Ho ricevuto e letto d’un fiato l’ultimo numero del trimestrale DWF che abbiamo discusso con la redazione che ringrazio per l’invito a partecipare e di cui riporto una parte dell’editoriale:

Gli ecofemminismi sono una costellazione che abbraccia molteplici approcci, contesti, storie collettive. Da un punto di vista generale, gli studi “di genere” che fanno riferimento all’ambiente e alla scienza vengono fatti rientrare in quel filone “ecofemminista” nato in America negli anni Sessanta dall’incontro tra movimenti di liberazione delle donne e movimenti ecologisti. Una lettura che mette in connessione l’oppressione delle donne e quella della natura nella società occidentale.

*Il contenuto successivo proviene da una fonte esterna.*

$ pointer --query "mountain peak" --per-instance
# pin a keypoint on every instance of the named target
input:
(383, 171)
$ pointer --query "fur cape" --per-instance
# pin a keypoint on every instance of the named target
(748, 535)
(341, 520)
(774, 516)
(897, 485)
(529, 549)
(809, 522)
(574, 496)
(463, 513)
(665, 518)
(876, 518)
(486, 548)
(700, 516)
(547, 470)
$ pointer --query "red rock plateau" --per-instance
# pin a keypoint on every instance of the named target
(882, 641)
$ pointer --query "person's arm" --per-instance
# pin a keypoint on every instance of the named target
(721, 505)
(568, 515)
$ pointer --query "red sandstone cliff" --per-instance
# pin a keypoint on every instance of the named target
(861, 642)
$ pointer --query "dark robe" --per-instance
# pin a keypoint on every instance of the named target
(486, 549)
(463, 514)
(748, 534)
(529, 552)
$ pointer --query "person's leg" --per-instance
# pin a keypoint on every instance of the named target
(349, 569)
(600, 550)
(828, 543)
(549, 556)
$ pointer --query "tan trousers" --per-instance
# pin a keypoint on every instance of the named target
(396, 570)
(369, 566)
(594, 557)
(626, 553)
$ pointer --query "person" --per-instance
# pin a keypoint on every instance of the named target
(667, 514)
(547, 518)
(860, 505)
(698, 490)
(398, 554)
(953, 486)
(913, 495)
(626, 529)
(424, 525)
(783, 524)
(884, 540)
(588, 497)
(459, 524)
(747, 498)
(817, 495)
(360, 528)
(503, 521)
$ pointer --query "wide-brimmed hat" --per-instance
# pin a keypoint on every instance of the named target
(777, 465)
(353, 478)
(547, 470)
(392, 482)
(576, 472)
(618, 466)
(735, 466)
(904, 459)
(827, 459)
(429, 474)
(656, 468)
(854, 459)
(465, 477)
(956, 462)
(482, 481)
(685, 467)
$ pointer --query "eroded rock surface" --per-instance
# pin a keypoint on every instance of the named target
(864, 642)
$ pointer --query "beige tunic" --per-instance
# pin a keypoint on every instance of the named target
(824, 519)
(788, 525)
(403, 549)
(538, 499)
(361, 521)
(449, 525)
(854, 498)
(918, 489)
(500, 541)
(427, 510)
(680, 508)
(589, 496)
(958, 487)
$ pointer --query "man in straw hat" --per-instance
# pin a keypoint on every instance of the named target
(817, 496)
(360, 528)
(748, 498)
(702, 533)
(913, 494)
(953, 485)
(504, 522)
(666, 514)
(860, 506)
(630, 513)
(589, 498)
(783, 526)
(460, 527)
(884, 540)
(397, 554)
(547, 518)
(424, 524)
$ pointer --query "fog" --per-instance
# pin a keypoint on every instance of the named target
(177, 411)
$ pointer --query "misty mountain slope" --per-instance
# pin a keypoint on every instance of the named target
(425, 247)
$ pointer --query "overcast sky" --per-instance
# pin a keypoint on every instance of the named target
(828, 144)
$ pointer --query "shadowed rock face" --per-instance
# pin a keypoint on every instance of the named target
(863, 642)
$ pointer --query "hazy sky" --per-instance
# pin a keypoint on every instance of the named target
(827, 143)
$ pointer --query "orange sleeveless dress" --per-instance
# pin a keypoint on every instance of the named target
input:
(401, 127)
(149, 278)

Al centro il dominio e lo sfruttamento che lascia, tra le altre cose, scivolare donne e natura le une sull’altra rischiando di sfociare nell’essenzialismo. Nel numero, che presentiamo, le autrici fanno spesso attenzione a evidenziare la criticità del concetto stesso di “natura”, consapevoli di come questa idea sia in parte frutto di un processo culturale che a partire da una separazione illusoria produce oppressione e sfruttamento. Siamo tutte natura (uomini e donne, con buona pace del pensiero patriarcale) e le dicotomie, anche stavolta, si dimostrano non solo violente, ma anche silenti e incapaci di restituire la complessità dell’esistente.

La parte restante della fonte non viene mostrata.